Wellcome Trust backs epigenetics project
pharmafile | January 13, 2009 | News story | Research and Development |Â Â epigeneticsÂ
A public-private partnership aiming to determine the three-dimensional structure of medically-relevant proteins and put them in the public domain has won a major grant from the Wellcome Trust.
The UK medical charity has set aside £4.1 million ($6.3m) for the initiative, which is being held up as a new model for R&D interactions between academia and industry as it places compounds in the public domain much earlier than usual.
Led by the non-profit Structural Genomics Consortium (SGC), the project aims to develop small-molecule inhibitors for 25 proteins thought to be involved in epigenetic signalling – a phenomenon in which genes can change behaviour without any alteration in DNA sequence.
This type of signalling involves chemical modifications of DNA or proteins that affect their function. For example, a gene can be passed from parent to offspring with an identical nucleic acid sequence, but still express protein at different rates or times, depending on the environment in the cell.
The hope is that, through the use of chemical probes that can block or stimulate the activity of a protein, researchers will be able to explore how epigenetic factors affect a number of illnesses, including cancer, diabetes, obesity and Alzheimer's disease.
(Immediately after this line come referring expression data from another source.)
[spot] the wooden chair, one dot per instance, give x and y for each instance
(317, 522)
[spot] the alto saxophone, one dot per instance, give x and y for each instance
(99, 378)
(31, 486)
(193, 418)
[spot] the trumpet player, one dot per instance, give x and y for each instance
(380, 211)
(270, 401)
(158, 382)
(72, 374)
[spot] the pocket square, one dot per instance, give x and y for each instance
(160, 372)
It is anticipated that the probes would be used alongside other tools, such as 'silencing' genes through the use of RNA interference and genetic knockout models. Some probes may turn out be starting points for new directions in drug discovery.
Johan Weigelt, associate director of the SGC and based at the Karolinska Institute in Sweden, told Pharmafocus that the lack of high-quality chemical probes has been a major bottleneck in drug discovery.
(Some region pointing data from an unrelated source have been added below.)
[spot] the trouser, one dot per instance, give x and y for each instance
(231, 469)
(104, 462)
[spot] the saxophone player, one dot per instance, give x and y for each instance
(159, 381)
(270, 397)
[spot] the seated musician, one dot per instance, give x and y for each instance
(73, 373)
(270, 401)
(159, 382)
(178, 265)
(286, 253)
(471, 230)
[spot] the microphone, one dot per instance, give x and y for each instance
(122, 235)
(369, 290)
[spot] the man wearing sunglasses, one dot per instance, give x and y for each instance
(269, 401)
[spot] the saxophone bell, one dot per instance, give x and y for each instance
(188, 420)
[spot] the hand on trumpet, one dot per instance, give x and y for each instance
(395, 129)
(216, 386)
"At the moment, around nine out of 10 compounds that enter the clinic fail because of efficacy, safety or toxicology issues," he said. "And the main reason for that is we simply don't understand the biology of the diseases we are trying to treat."
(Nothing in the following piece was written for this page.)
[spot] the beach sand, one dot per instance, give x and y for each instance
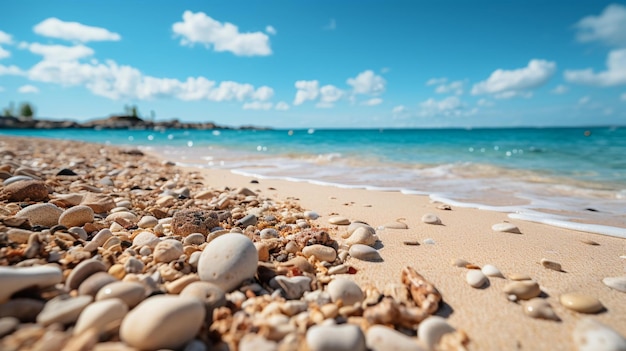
(486, 315)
The SGC's aim is to develop, characterise and then disseminate the structure and function of each of the probes. And it is here that the approach diverges from traditional partnerships between pharma and academic institutions.
"Pharmaceutical companies have traditionally kept information about their probes in-house until a drug development project is well advanced or completed," explained Weigelt.
Aside from concerns about competition and the race to bring new drugs to market, the reasoning was also that going public on an inhibitor could in fact hamper further research in the area by the wider pharmaceutical sector.
However, Weigelt believes that companies will benefit from having teams of academic researchers identifying and validating new disease targets.
The Wellcome Trust agrees. "History shows that the pharmaceutical industry is far more likely to pursue a drug discovery programme if there are already well-characterised inhibitors with defined mechanisms of action available," said the charity in a statement.
The SGC will work alongside other groups in the project, notably GlaxoSmithKline, which will provide medical chemistry expertise, and the US National Institutes of Health Chemical Genomics Center (NCGC), which will carry out functions such as assay development and high-throughput screening.